More specifically, the `<<-` operator will search through the parent environments for the variable that its assigning. If it finds the variable in one of these environments, then it will replace the existing definition with the one specified via the `<<-`. Let's do a quick example to show how that works:

```{r}
overwrite_me <- 10
parent_env <- new.env()
parent_env$overwrite_me <- 1

child_env <- new.env()
parent.env(child_env) <- parent_env

overwrite_function  <- function() {
  overwrite_me <<- overwrite_me + 1  
}
environment(overwrite_function) <- child_env

```


Here we've first created a variable in the global environment called `overwrite_me` with a value of 10. Then we've created a new environment that will be a child of the global environment called `parent_env`. We've assigned a variable called `overwrite_me` in that environment with a value of 1. We've then created a new child environment called `child_env` and we've set that environment to be a child environment of `parent_env`. Finally we've created a function called `overwrite_function` and set the enclosing environment (its path for finding values) to the `child_env`.

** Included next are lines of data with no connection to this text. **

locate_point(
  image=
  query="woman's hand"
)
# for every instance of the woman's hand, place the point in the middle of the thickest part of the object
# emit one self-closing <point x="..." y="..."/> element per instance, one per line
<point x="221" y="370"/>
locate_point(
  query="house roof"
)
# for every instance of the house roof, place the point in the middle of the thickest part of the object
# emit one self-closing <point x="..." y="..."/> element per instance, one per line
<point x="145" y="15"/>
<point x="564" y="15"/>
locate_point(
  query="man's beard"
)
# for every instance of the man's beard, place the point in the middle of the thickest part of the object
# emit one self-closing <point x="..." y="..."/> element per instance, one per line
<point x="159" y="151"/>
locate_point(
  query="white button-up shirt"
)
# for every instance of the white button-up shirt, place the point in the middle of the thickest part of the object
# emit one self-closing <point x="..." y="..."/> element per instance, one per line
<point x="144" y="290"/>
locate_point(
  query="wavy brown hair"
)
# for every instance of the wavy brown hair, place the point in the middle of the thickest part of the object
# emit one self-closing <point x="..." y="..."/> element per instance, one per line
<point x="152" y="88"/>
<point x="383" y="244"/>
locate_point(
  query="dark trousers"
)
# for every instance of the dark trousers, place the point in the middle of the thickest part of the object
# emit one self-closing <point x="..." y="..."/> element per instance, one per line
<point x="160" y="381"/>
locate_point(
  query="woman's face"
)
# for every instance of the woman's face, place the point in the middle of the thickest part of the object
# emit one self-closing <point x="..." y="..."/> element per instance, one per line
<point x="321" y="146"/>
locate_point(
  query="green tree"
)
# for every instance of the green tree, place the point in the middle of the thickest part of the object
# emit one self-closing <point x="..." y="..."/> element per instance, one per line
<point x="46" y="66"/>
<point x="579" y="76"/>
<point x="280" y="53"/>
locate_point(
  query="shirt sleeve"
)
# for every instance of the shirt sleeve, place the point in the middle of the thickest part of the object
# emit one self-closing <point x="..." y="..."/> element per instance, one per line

Now, when I call my `overwrite_function` from the `child_env`, it will look in its parent environments for a variable called `overwrite_me`. Because that variable exists in the immediate parent environment `parent_env`, it will reassign that variable in that environment to the new value. Because it found the variable in its first parent environment, it won't keep looking and so the variable of the same name that we assigned in the global environment will be untouched.

```{r}
do.call(overwrite_function, args = list(), envir = child_env)
overwrite_me # This will still be 10
parent_env$overwrite_me # This will have changed
```
If `overwrite_me` didn't exist in either environment, then it would have been assigned to the global environment - although in this case, the function would have failed because there wouldn't have been a `overwrite_me` value to add to in the first place.

The takeaway - use the `<<-` with care and only assign something to the global environment if you really need to. Otherwise, you may start overwriting variables in other environments without ever realising it.

## Questions {#questions-environments}

1. In what situations can we have two environments with the same name? Why is this?
2. Search 'namespacing'. How does that concept relate to environments?
    + Hint: This is heavily related to question 1
3. What might be an issue with create a function that uses superassignment on an object with the name `x`?